Jan 12 2010
A Boy Finds a Home
Over the weekend, one of my many stories wandering the wilderness found a home!
The story, “Keeli’s Ordeal,” is about a boy in a tribal society who goes on a solitary wilderness quest. It will be appearing in Crossed Genres, an online and print magazine that publishes issues with rotating themes.
One of their themes for this issue was “Child Fiction”–stories with child protagonists but intended for adult readers. That’s exactly how I intended this story–the protagonist is young, but the issues he struggles with and the concepts he sees but doesn’t understand are designed for adult readers.
Which is a very astute distinction. I had thought about it before, but I’ve never seen anyone except Crossed Genres articulate it. Their editors not only understood the story on that level, but they also enjoyed all the meticulous little bits that I built into the character and the world, and they found particular resonance in the ending.

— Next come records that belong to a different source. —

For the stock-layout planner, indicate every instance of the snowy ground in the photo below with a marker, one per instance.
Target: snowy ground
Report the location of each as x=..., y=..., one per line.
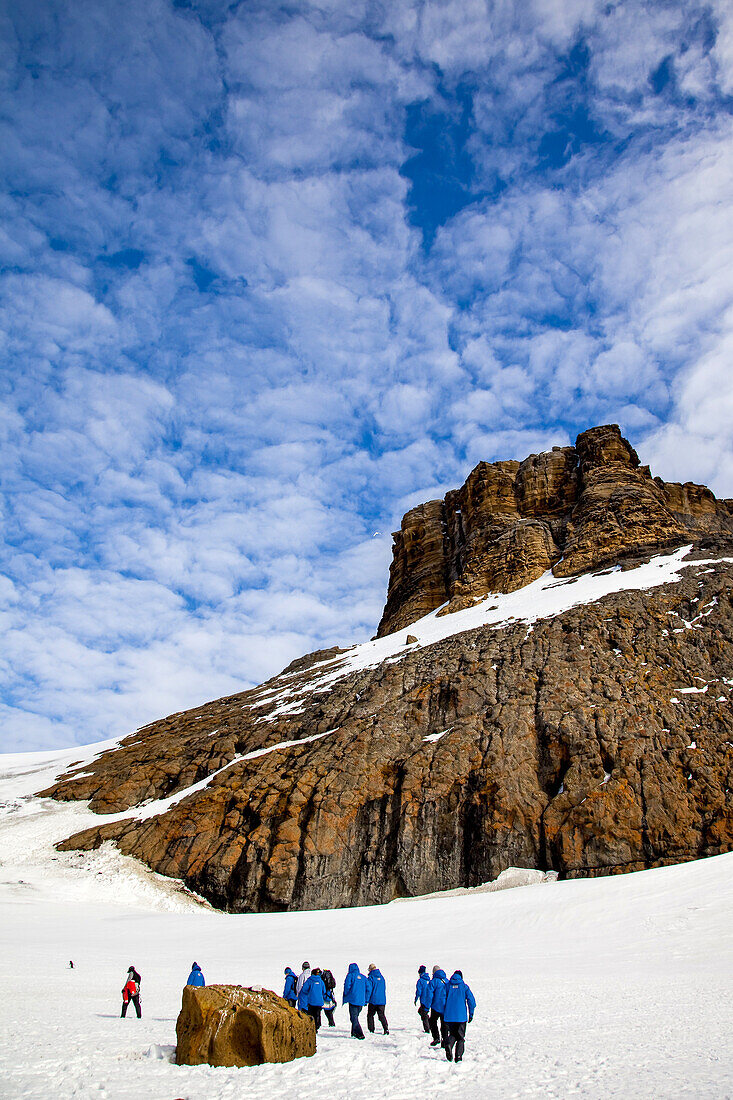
x=604, y=988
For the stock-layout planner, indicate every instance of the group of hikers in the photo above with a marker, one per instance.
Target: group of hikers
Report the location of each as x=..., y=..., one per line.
x=444, y=1004
x=445, y=1007
x=313, y=990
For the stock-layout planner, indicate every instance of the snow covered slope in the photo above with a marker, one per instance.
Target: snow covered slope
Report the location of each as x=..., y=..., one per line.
x=612, y=988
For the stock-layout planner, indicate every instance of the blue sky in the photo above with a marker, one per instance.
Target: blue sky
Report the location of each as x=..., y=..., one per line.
x=273, y=274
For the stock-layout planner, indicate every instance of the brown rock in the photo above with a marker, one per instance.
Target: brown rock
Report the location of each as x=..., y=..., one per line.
x=558, y=748
x=571, y=509
x=569, y=747
x=231, y=1025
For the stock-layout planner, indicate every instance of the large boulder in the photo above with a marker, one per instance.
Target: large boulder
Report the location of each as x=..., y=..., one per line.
x=232, y=1025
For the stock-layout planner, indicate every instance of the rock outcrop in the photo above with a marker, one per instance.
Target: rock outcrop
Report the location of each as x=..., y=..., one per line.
x=231, y=1025
x=570, y=509
x=593, y=741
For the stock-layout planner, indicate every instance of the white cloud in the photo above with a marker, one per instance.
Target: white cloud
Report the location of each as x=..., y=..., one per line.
x=229, y=361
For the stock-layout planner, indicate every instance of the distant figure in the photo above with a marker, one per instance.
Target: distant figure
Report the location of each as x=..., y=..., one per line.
x=329, y=1003
x=303, y=977
x=131, y=992
x=437, y=992
x=314, y=991
x=291, y=982
x=354, y=996
x=375, y=999
x=460, y=1005
x=196, y=978
x=422, y=999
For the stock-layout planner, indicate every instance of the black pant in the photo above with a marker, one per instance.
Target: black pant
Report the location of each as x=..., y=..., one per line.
x=438, y=1034
x=357, y=1030
x=376, y=1010
x=456, y=1033
x=135, y=1001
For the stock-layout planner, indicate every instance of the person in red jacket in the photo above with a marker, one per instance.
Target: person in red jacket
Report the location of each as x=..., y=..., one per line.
x=131, y=992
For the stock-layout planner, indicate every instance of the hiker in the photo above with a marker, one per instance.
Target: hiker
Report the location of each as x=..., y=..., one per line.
x=422, y=998
x=354, y=996
x=375, y=999
x=196, y=978
x=303, y=977
x=131, y=992
x=291, y=982
x=460, y=1005
x=329, y=1003
x=437, y=991
x=314, y=992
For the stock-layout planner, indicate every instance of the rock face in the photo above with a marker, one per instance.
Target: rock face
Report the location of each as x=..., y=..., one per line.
x=571, y=509
x=595, y=741
x=230, y=1025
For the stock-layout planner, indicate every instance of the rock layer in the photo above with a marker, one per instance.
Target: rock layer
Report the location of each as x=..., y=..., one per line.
x=570, y=509
x=231, y=1025
x=597, y=741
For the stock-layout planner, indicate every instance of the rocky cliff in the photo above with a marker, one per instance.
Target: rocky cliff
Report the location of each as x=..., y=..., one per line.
x=570, y=509
x=580, y=723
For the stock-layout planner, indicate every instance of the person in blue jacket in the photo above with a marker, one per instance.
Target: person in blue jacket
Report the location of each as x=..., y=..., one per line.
x=422, y=998
x=460, y=1005
x=354, y=996
x=288, y=992
x=314, y=994
x=375, y=999
x=196, y=978
x=436, y=992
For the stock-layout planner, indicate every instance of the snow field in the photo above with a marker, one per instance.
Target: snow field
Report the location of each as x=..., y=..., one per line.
x=609, y=988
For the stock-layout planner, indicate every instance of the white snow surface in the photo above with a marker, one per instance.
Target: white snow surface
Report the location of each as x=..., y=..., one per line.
x=610, y=988
x=544, y=598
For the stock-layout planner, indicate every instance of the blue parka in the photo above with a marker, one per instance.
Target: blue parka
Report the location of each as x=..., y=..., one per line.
x=314, y=991
x=422, y=990
x=291, y=979
x=460, y=1002
x=375, y=988
x=196, y=978
x=354, y=987
x=438, y=991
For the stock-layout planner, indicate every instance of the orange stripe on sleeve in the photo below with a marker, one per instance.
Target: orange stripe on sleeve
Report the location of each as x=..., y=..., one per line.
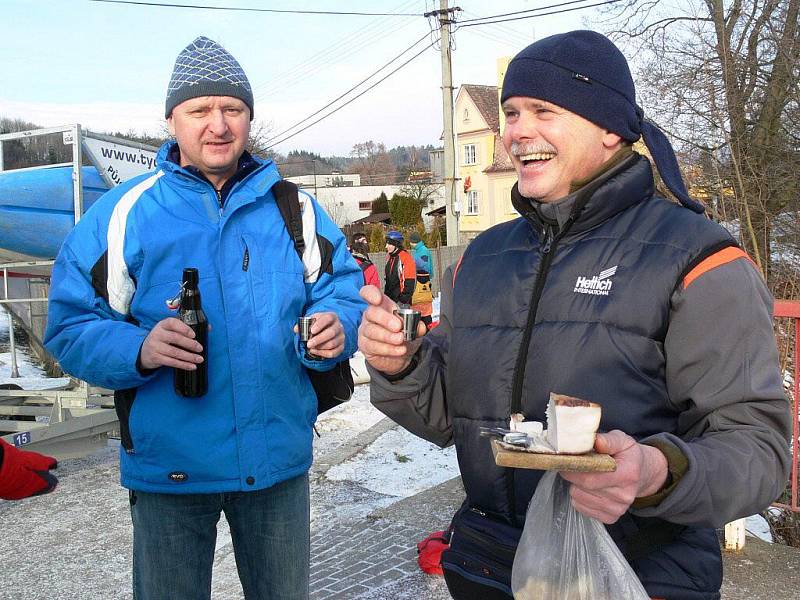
x=455, y=271
x=717, y=259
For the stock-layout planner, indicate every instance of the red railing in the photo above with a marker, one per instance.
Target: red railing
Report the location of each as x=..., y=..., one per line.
x=791, y=309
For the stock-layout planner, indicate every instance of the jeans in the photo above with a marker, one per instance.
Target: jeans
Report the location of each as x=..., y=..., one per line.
x=174, y=537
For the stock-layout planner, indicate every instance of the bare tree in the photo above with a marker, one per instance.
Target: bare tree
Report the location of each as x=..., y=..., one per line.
x=336, y=211
x=723, y=81
x=373, y=163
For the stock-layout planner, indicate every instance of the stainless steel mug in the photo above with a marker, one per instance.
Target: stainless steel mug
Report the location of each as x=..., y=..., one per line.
x=410, y=319
x=304, y=325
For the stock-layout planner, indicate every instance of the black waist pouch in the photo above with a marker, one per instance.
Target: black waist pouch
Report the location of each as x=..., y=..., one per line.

(I did something different in the ending that I’d never done before–nothing revolutionary or uncommon, just a different approach (no spoilers) that I’d never taken. It worked for the story and it worked for them.)
This issue should be appearing quite soon! I will post the date and links as soon as I find out.
4 responses so far

Congrats on the sale! Regarding stories with child protagonists intended for adult readers, I’m into book three of George R.R. Martin’s “A Song of Ice and Fire” series (perhaps better known as “The Game of Thrones,” the first book in the series). It’s definitely for adults, with a number of explicit sexual scenes, as well as being about 1000 pages per book (!). It has a large number of POV characters, with about half of them children, all heirs or siblings to the various claimants to the thrown. There are a number of other novels that are generally listed as “young adult” because the protagonists are children, and yet they are books for adults as well: the Harry Potter series, Ender’s Game, Little Brother, The Graveyard Book, and Dune all come to mind.
Thank you!
I totally agree about GRRM’s stuff being about children but definitely for adults. Even disregarding the seriously adult things in the adult POVs, the child characters in their own POVs also face very serious things that are beyond what a YA reader would understand or enjoy.

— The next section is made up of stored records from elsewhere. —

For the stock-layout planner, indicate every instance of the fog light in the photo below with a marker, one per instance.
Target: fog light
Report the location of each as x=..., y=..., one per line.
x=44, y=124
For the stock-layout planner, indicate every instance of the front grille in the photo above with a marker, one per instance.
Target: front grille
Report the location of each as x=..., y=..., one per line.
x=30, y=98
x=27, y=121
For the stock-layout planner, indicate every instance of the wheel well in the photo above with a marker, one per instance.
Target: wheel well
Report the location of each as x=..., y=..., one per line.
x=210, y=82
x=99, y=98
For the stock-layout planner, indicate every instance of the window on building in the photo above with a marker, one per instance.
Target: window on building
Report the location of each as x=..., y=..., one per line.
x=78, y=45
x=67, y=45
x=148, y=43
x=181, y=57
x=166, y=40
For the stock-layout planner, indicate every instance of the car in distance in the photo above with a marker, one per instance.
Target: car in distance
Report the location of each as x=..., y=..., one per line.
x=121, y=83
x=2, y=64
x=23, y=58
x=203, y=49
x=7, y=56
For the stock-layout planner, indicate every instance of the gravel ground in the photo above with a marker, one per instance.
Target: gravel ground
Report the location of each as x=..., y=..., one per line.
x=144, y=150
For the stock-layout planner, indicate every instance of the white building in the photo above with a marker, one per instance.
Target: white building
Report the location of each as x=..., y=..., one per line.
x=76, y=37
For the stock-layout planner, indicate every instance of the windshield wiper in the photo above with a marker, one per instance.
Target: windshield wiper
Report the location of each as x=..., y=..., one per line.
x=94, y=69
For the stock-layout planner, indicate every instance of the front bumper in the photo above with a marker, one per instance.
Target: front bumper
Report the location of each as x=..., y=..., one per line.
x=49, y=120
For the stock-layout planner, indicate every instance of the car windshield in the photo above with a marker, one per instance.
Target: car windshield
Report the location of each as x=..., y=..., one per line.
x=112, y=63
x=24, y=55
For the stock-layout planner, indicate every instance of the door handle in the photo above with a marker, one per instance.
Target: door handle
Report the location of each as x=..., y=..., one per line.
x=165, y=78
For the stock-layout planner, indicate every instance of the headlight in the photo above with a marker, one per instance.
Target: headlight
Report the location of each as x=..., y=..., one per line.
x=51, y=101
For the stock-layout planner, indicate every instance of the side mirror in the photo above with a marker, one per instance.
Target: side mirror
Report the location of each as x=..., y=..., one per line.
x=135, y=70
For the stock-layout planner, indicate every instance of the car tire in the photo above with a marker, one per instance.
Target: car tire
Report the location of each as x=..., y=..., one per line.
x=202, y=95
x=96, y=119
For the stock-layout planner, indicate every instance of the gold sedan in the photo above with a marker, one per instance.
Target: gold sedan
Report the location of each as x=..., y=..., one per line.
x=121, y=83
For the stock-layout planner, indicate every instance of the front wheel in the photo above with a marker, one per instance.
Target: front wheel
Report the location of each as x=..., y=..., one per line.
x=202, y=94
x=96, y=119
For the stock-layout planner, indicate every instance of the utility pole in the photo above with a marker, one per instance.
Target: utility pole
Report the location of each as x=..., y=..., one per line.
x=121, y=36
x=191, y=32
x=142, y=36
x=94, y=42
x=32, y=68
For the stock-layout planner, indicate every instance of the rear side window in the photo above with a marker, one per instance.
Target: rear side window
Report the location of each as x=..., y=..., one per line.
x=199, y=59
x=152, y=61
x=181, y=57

Harry Potter and Ender’s Game, I wouldn’t completely agree. I would say they are universal enough that they work as _both_ YA and for adults. Child readers clearly get a lot out of them, but there is some deeper subtext that makes them also work for adults. Which probably helps those books to sell so great many copies as they have.
I made up the term “Child Fiction” when I wanted to describe a distinct type of story that’s pretty common but had no genre term of its own. I’ve not seen anyone else use it before or since, although everyone who runs across it on Crossed Genres seems to appreciate the distinction. Hey, I’ll take full credit for coining the term if it catches hold!
And yes, “Keeli’s Ordeal” is most definitely Child Fiction. The issue it will be in comes out on February 1.
-Bart
I, for one, think that term is genius.
I also see a lot of it out there, and it’s definitely distinct from YA. Although, like Larry’s Harry Potter example, I think there are works that are both Child Fiction and YA at the same time.
I look forward to this issue! Thanks.